Consumers need to unite against the manufacturers in a different way and attack the cause and not keep putting sticking plasters over the symptoms. Let’s be holistic and force the manufacturers to change their ways.

We need to be “outing” the brand owners and informing everyone of the dishonesty apparent in many marketing camapaigns. This shouldn’t be directed at governments and lobbying them to help as there are too many vested interests here; it is down to us, the consumer, to pressurise the brand owners.
We know this can work as only last month Kelloggs were forced to drop a campaign that claimed cereals were a boost to the immune system and a help in prevention of bird flu!

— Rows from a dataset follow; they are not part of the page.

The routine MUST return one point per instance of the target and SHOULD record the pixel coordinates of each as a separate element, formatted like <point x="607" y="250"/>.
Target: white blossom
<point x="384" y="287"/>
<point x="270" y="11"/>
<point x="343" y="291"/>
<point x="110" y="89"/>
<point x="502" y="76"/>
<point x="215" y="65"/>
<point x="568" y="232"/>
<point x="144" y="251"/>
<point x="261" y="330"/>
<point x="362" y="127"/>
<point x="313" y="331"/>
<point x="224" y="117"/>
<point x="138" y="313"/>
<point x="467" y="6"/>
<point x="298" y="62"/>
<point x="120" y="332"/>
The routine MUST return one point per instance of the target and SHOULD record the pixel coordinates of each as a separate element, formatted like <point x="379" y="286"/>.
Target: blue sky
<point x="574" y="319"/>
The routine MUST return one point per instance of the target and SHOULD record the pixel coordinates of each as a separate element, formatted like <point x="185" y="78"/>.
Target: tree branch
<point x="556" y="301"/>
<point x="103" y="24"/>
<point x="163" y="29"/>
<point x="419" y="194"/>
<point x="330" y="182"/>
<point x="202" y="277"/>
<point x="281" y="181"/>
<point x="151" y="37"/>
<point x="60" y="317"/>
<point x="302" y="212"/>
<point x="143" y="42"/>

What the manufacturers are scared of is having to be honest about what is in their products and are fighting hard not to participate in a system we call “traffic lights” in the UK, where key components in foods are given a green (low), amber (OK) and red (high) rating. Categories are fat, saturated fat, sugar, salt and calories. One supermarket int he UK (Sainsbury’s) already applies this to all their own-label foods and I congratulate them for it – It doesn’t stop you buying foods with red lights (I love cheese) but it does make you think about the balance of foods you are buying. (in the States you have GO, SLOW, WHOA)
The manufacturers are scared stiff of such a regulation being forced upon them and will fight extremely hard to prevent it. That must beggar the question why? And the reason is that they won’t be able to be unethical and dishonest any more; cereal manufacturers would have to admit that their products are stuffed full of salt and sugar and not so much of the “wholegrain”!
I believe the upshot of this won’t be eating a lot less cereals, as breakfast is a good time to get this energy, but that moms will be aware that their children should have less salt and sugar in the lunchbox or later at dinner. It’s about balance! The same goes for other “bad” foods; there is no reason to completely ditch them, just understand how often they should be eaten.

We have to apply the pressure to the manufacturers and not hope governments will do it for us. It’ s time to set up a campaign where we publish the information the brand owners don’t want us to and in a way that is simple to follow and which ultimately will get the manufacturers to do the right thing. To do that we must tell each other (and everyone else) the truth about brands and what’s in them.

For my part I am setting up a “real” kids products review blog and web site where we can all send in the truth about kids brands and rate them in a simple and easy to understand way and in a way that will make the brand owners take notice. I’m hoping to launch this soon; Does anyone want to join with me to make this happen quickly?